There's a few points worth discussing. I will talk about my own experience, maybe you can show him this and it'll be some help to know what being an indie dev is actually like.
I did my undergraduate degree in Games Design. Bad decision. It touched on the basics, but in the end I still couldn't make a game. A few years later I decided to learn how to use Game Maker Studio. I knew nothing of programming. By the end of the project I knew something, and had brought a game from concept to completion. I was smug. It sold almost nothing. I was sad.
Later I regained some confidence, and decided to do a postgrad conversion course for people who wanted to learn programming. I'd made a game, how hard could it be? Turns out... quite hard. Stuff like multithreading however is thankfully something I've never had to use outside of a classroom.
So I graduated, got a programming job for an IT company, have been at that job for two years. In that time I've also spent most of my spare time after work and at weekends doing games development. Progress is slow.
For someone who wants to make their own game, alone or in a small team, you have to be the person who can implement their own ideas. Small teams cannot afford a dedicated games designer writing design documents all day. Because most people can't afford to hire a team of programmers, they need to be programmers in order to be designers. I would go so far as saying it is preferable that you can code regardless. The crux is that if you want to make your game, and not somebody else's game, then you need to be able to do it yourself.

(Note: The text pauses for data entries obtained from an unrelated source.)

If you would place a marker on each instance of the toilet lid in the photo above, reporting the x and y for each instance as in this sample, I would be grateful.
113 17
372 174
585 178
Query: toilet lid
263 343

Making a game is hard. Very hard. If you want to make games, you have to be willing to come home tired from a 9-5 and force yourself to write some code for a God awful problem nobody you know can help with. You've been struggling for weeks, and feel like crying, because how is this ever going to be fixed? To feel sometimes like you don't know if this will ever end, and to wonder if you're wasting your life. To have genuine self doubt, and yet to conclude: No. This is the right decision. To have that bloody minded determination.
Spoiler alert: I fixed it. So your brother needs to get that. Maybe he can be your art department instead? There's nothing wrong with that, but it'll not be any less work to learn and make what you need. Whatever he does, he needs to be just as busy as you. You're an ideas guy? Yeah, get behind the ideas guy who can do art, or the ideas guy who can code.
With that pep talk concluded, give him something like Unity or Game Maker. Tell him to think of making a very simple game. One step at a time. There's plenty of learning material online for those two engines (and others), and something like TutorialsPoint will help introduce him to programming basics.
In my case, after struggling with GML and Game Maker Studio, I read the first hundred pages of Programming: Principles and Practice Using C++ by Bjarne Stroustrup, which was enough to start with Unity and C#. Just teaching him how to work on his own and solve problems on his own with the help of Google and StackOverflow is half the battle.
Show him how to use an IDE like VisualStudio, and the debugger, and hold his hand through basic C# (for example) tutorials. Be patient. Variables, functions, arrays, classes, etc. We programmers forget how scary it is to begin. I can't overstate how important it is for you to help him through those baby steps. Be patient. Not everyone is as mad as I to go it alone. But if you support him through the basics, and get him able to do simple debugging and creating simple classes, he'll start to think of creating games in programming terms. Then he'll get it.
You can't convince him to do programming. He just needs to decide if he really wants to make games. Then he will realise he has to become a programmer.